Moving MCMC from CPU to GPU

theo · May 9, 2022, 1:58pm

Hi all,

I’ve read a few posts on the forum about how to use GPU for MCMC: Transfer SVI, NUTS and MCMC to GPU (Cuda), How to move MCMC run on GPU to CPU and Training on single GPU, but there are a few questions I still have on how to get the most out of numpyro. There is also this blog post comparing MCMC sampling methods on GPU, and although the model is built in pymc, it uses numpyro samplers.

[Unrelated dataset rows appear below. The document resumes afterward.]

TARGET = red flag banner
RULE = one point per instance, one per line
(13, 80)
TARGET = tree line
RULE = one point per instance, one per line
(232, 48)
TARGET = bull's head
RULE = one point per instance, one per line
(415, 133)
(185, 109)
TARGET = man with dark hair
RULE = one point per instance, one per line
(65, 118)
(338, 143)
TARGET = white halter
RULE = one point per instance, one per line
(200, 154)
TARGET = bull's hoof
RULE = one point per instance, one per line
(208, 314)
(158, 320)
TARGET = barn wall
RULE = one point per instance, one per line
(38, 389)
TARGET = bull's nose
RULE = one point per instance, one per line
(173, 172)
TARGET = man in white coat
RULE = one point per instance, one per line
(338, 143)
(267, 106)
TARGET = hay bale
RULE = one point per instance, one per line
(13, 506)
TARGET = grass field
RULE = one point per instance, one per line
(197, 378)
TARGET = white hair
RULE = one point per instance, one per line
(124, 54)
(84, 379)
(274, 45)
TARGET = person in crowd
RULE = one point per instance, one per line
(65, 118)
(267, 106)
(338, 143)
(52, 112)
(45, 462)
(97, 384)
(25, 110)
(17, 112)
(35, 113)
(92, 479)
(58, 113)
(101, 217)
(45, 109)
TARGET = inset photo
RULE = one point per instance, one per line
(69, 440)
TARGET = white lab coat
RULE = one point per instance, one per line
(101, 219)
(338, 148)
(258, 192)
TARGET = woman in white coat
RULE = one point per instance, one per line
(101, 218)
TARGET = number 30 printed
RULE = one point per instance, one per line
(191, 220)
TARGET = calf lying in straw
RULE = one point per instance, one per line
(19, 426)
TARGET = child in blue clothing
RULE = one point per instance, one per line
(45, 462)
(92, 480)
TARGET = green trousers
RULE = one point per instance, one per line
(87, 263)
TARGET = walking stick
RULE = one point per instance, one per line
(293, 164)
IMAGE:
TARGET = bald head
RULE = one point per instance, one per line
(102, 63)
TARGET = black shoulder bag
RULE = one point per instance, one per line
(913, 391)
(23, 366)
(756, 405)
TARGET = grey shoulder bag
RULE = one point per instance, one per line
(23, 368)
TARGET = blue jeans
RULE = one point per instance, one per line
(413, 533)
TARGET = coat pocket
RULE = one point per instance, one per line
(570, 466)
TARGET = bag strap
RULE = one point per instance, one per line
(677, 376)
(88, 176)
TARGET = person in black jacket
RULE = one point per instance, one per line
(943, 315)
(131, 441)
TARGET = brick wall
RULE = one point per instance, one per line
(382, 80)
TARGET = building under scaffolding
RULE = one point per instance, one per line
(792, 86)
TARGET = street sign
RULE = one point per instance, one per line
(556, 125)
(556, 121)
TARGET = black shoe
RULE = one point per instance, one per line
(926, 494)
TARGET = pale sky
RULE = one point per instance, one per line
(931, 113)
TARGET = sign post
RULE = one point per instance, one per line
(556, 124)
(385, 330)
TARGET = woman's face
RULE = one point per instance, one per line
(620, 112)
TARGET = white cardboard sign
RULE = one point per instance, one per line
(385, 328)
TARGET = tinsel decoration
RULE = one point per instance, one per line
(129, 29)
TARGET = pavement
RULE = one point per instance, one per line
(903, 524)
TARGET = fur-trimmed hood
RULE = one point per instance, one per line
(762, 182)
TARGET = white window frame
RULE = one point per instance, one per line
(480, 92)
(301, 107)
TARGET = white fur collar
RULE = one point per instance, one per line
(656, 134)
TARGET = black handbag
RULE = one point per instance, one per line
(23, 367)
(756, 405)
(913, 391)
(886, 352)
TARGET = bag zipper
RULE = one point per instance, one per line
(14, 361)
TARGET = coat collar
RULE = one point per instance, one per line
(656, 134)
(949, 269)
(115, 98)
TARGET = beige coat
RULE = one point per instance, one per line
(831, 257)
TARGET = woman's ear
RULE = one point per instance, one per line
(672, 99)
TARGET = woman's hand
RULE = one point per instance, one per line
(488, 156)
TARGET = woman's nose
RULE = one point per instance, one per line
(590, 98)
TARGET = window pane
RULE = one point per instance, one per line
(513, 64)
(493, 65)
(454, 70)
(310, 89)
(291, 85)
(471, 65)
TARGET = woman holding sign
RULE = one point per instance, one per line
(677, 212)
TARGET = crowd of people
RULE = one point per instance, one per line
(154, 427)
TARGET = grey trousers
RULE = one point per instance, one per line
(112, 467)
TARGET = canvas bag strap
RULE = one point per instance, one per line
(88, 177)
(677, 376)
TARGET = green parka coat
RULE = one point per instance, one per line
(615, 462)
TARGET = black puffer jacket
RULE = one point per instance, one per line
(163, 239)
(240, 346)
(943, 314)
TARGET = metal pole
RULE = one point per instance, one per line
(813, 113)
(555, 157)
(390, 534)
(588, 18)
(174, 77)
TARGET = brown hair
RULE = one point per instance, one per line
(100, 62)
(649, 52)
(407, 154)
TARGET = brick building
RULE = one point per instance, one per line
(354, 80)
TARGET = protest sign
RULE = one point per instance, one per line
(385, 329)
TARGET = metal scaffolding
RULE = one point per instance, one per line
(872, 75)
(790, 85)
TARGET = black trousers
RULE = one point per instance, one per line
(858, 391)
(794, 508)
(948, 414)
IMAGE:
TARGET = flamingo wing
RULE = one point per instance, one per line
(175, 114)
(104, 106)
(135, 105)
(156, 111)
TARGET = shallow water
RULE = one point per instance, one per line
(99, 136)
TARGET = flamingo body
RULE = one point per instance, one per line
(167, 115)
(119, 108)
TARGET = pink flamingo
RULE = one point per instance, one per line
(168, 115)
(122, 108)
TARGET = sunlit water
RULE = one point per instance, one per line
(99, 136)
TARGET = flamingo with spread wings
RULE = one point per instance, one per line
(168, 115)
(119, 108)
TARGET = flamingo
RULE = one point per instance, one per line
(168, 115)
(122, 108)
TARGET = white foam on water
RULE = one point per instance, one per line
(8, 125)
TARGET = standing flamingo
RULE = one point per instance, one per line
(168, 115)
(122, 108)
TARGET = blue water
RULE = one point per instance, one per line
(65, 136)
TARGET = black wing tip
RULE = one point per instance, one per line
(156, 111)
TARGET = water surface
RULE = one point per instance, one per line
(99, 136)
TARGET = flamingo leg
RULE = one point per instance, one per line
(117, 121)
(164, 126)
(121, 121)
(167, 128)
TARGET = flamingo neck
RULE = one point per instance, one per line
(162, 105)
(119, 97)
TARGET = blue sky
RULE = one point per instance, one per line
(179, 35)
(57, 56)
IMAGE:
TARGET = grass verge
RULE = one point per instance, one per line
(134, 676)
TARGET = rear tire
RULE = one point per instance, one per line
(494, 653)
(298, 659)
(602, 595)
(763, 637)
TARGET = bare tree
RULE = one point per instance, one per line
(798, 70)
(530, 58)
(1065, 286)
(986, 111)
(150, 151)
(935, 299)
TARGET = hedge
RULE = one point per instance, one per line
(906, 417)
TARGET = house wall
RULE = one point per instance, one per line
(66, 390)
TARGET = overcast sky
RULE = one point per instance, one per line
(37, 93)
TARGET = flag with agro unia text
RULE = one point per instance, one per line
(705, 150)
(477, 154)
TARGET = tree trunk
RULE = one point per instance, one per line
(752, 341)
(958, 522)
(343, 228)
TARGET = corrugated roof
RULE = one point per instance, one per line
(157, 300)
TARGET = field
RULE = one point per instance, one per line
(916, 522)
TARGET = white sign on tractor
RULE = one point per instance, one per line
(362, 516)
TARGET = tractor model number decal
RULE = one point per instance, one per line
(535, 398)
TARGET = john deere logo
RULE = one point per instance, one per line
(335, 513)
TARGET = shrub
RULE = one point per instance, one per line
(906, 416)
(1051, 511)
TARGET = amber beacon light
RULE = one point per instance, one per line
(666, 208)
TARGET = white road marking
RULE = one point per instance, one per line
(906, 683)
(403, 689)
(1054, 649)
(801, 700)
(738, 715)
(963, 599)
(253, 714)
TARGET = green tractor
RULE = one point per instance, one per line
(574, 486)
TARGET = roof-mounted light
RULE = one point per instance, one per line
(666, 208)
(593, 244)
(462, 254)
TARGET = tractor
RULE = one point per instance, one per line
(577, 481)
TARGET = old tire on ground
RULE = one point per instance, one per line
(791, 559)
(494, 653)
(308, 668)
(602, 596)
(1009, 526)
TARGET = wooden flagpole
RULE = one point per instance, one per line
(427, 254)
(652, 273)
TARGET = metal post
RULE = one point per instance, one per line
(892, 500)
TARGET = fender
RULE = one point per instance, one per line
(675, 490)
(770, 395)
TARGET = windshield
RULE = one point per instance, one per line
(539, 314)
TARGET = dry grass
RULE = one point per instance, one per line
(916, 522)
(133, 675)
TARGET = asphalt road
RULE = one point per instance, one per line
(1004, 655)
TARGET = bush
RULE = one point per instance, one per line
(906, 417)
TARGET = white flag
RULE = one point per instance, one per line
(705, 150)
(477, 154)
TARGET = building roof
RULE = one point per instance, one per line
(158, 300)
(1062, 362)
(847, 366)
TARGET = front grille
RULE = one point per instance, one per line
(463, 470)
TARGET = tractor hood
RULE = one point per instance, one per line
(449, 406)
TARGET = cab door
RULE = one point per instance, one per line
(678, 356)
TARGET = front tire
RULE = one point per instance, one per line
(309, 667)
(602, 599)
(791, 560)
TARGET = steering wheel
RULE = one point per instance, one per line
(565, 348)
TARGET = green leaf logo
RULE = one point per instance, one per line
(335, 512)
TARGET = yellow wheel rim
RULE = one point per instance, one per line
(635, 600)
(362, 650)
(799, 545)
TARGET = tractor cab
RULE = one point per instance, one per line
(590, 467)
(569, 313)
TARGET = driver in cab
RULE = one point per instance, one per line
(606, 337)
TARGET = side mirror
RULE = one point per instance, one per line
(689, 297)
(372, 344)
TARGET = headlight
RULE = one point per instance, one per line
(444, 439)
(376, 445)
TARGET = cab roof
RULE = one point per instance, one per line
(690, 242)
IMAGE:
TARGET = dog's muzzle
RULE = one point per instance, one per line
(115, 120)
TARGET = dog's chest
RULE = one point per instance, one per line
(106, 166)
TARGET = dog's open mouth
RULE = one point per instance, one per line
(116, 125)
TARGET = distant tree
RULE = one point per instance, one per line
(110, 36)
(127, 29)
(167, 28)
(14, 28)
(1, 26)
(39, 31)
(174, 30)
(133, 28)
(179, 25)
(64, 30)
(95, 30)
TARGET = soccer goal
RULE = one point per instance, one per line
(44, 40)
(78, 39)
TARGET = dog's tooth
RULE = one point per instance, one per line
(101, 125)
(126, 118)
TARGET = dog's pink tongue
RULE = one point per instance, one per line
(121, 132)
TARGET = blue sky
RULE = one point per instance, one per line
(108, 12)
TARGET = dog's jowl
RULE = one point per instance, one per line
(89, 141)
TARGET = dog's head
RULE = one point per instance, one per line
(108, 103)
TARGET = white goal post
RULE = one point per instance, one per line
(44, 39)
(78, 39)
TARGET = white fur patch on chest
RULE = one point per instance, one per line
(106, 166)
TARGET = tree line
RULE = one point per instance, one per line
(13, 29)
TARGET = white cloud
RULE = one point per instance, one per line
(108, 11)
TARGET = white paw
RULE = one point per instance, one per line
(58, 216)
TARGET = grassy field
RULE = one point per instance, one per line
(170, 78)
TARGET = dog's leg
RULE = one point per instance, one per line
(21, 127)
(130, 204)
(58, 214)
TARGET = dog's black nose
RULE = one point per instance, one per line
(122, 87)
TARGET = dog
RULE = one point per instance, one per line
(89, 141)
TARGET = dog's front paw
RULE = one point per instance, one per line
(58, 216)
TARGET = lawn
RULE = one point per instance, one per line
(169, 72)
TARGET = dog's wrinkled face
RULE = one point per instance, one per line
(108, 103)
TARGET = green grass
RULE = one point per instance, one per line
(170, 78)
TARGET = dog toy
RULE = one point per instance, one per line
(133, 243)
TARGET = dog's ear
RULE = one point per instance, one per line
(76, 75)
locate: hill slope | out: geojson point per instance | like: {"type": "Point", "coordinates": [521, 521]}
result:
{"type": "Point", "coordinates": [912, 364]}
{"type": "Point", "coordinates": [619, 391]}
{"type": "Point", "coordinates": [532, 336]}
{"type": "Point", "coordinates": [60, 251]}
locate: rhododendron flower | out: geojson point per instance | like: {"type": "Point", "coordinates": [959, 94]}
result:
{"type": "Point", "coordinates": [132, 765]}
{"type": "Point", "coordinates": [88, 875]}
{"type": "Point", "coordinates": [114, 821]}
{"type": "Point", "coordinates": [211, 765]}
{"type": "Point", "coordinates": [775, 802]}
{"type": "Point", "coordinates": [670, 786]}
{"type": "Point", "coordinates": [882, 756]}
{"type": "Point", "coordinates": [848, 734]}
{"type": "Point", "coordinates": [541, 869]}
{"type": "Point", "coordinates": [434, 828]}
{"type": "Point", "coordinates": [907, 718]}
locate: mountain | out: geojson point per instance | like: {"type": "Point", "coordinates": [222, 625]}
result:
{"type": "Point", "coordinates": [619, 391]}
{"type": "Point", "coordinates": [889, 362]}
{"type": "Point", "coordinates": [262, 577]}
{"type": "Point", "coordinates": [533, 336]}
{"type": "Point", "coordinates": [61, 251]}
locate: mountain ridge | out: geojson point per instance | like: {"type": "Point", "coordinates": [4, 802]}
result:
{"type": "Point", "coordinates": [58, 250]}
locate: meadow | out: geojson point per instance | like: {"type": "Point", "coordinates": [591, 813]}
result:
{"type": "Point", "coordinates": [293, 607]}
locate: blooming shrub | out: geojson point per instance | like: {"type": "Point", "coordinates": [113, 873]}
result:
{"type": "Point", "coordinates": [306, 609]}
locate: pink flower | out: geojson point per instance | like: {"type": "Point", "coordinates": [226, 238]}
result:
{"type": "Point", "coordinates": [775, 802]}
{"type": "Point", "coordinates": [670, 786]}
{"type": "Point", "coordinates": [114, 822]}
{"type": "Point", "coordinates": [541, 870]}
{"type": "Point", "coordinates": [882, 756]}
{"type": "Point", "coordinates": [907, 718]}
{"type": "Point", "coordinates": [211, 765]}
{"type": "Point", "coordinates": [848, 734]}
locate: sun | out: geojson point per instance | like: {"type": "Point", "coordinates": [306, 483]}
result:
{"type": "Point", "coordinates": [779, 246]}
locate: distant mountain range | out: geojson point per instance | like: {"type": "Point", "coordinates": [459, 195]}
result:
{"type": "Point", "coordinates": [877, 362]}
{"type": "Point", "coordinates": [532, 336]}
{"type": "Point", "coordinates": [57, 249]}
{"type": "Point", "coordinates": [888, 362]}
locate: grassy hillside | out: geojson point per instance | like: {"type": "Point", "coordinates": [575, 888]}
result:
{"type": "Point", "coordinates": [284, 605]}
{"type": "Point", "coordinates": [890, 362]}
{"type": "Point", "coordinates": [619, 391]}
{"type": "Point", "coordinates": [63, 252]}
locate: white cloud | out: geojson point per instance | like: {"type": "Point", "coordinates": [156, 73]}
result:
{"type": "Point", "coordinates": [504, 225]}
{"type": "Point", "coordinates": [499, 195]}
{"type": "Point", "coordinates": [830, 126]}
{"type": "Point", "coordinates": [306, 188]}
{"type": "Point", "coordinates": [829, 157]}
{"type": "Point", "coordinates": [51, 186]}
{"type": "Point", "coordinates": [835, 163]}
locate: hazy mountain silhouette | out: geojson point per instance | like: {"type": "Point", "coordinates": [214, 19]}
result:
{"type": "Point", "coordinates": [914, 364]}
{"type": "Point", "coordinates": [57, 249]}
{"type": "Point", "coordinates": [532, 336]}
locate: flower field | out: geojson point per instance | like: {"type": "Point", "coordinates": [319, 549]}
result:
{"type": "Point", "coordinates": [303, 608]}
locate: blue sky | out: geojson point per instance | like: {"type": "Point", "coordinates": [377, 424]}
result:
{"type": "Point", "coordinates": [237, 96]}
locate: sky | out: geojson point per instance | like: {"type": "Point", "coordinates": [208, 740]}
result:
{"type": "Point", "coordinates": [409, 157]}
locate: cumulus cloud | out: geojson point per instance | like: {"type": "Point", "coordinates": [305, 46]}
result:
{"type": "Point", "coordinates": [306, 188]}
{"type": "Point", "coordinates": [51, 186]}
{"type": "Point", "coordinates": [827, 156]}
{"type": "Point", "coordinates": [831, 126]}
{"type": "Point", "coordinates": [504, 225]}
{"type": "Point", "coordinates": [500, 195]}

The blog post compares “pymc_jax_gpu_parallel : PyMC with JAX backend (numpyro sampler) and GPU, running chains in sequence” and “pymc_jax_gpu_vectorized : PyMC with JAX backend (numpyro sampler) and GPU, running chains in parallel”. All models ran four chains. I found the terminology slightly confusing with pymc_jax_gpu_parallel running chains in sequence. Could you clarify if using a sequential method runs all the chains on GPU at the same time or not? (I have reached out the author but not received a reply.)
As you can see in the plots on the post, the vectorised method is clearly superior for large models. @fehiepsi has said in a few posts that the vectorised method is good if you draw a lot of chains – but this is only four chains. Can you explain why the vectorised method is best and whether it is always better, or on what sort of models might sequential perform better?
I have access to 2 GPUs. Does numpyro efficiently make use of both GPUs for MCMC sampling using numpyro.set_platform(“gpu”) or is there something else that needs to be done?
The final comments on the bottom of this and this ask how to run inference on GPU and analysis in arviz on CPU. @fehiepsi did you find a definitive way of doing this, or is best to save the output and load it up for arviz in a new CPU session?

Cheers,

Theo

fehiepsi · May 9, 2022, 2:31pm

I think it is better to do benchmark yourself for your specific problem. numpyro provides 3 methods sequential, vectorized, and parallel. Vectorized and sequential are useful for single devices. Parallel is useful for multiple devices. If you have 4 GPUs, then you can just use parallel method. If you have 1 GPU, you can use either sequential or vectorized method. The speed depends on problems (if chains are not well mixing, vectorized method would be slow) and it is easy to switch between those methods (by using chain_method=...). I’m not sure why using 1 GPU with vectorized method is faster than using 4 GPUs with parallel method. Probably the communication cost between devices are large or vectorized methods work well for some expensive computations in the model.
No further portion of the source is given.